Methods: Hip and AP spine DXA scans (GE Healthcare Lunar iDXA) and clinical data (sex, age, height, weight, BMI) of 41,506 individuals (51.4% female, age 64.4±7.8 years, height 169.2±9.3cm, weight 75.5±15.1kg, BMI 25.9±4.5kg/m2) from the UK Biobank Imaging Study5 were included. We developed a custom three-branch machine learning model with hierarchical fusion gates6 to predict the ALM index (ALMI = ALM/height2) obtained from whole-body DXA scans. Models were trained using 5-fold cross validation with 60% scans used in training, 20% in validation and 20% in testing for a maximum of 50 epochs and optimised using mean-squared-error loss.

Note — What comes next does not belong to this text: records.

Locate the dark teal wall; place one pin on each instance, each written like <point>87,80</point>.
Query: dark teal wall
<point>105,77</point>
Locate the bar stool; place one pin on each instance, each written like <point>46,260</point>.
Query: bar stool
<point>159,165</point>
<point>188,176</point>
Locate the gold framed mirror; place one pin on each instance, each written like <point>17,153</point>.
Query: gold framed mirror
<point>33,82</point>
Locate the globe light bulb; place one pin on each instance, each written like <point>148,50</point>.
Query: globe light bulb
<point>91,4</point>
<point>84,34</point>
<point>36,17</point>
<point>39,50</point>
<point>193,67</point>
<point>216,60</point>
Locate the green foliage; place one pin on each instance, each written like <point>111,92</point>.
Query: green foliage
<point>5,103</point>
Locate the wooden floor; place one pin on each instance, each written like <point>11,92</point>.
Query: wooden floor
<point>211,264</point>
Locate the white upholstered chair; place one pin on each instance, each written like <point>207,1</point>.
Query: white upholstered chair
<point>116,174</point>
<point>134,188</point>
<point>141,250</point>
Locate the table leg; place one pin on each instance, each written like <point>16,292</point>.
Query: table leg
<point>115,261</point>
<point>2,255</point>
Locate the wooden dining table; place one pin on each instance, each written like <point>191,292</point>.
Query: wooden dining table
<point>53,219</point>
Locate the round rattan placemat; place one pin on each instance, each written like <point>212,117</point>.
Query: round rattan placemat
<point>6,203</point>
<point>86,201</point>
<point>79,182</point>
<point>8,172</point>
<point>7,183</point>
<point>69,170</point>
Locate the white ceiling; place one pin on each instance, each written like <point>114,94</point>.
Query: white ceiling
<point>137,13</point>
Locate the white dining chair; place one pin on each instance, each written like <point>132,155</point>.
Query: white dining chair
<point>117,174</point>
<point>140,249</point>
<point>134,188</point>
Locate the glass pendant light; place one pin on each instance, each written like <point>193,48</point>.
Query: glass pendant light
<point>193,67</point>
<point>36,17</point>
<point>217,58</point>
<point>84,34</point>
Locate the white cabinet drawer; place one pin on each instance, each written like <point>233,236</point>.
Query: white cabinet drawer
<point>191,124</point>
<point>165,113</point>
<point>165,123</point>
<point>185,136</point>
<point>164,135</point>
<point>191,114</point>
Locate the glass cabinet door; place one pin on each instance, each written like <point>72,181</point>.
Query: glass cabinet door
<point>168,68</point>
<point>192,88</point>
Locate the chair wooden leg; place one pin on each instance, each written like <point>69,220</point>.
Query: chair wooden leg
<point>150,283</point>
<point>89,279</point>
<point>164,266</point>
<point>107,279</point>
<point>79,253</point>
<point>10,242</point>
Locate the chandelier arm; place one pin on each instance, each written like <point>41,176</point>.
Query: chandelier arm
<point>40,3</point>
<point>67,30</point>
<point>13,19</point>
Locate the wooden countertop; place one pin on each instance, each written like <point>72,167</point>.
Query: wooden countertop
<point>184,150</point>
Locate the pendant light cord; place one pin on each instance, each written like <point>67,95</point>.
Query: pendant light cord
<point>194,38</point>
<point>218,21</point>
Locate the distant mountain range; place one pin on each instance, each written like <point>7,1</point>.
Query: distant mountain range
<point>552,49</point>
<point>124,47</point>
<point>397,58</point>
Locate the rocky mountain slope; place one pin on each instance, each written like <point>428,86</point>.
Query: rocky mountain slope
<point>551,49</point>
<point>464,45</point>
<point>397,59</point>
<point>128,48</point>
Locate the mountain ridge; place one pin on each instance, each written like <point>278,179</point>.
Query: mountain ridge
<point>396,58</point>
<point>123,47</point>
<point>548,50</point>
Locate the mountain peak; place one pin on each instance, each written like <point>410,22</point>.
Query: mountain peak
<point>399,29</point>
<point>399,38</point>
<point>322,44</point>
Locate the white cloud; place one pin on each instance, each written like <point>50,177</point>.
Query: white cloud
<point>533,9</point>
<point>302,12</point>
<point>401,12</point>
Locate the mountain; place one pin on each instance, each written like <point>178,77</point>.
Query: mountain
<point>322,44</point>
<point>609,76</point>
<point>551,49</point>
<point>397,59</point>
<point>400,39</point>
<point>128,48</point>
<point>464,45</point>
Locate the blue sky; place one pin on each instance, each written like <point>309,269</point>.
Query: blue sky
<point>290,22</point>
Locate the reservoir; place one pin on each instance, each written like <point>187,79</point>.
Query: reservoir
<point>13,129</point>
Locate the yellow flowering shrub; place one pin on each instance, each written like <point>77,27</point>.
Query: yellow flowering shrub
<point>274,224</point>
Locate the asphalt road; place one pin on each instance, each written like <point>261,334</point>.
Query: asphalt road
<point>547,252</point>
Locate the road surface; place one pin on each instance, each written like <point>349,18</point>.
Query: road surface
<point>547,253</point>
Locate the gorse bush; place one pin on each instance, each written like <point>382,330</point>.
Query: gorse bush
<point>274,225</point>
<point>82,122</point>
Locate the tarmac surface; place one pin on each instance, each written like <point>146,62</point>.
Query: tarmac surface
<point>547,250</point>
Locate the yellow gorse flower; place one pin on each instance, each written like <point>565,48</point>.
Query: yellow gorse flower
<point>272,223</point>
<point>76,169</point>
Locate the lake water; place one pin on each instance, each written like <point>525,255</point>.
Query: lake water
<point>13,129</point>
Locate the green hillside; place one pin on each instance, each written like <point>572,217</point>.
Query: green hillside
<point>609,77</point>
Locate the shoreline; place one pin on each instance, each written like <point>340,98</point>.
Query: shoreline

Results: The model achieved an averaged root-mean-squared-error of 0.475 and R2 value of 0.859. Applying established cut-off values for low ALM (women<5.5kg/m2, men<7.0kg/m2)1, model accuracy was 92.7% (sensitivity 56.5%, specificity 97.4%, positive predictive value 74.4%, negative predictive value 94.5%, AUROC 77.0%). Predicted prevalence of low muscle mass was 8.8% compared to the measured prevalence of 11.6%.

Conclusion: Our results highlight the feasibility and potential of applying a machine learning algorithm to hip and spine DXA to estimate low ALM with high specificity as part of routine osteoporosis screening. This overcomes the need for additional whole-body scans in those with low ALM and provides clinicians with new and important information on an individual’s risk of sarcopenia/osteosarcopenia.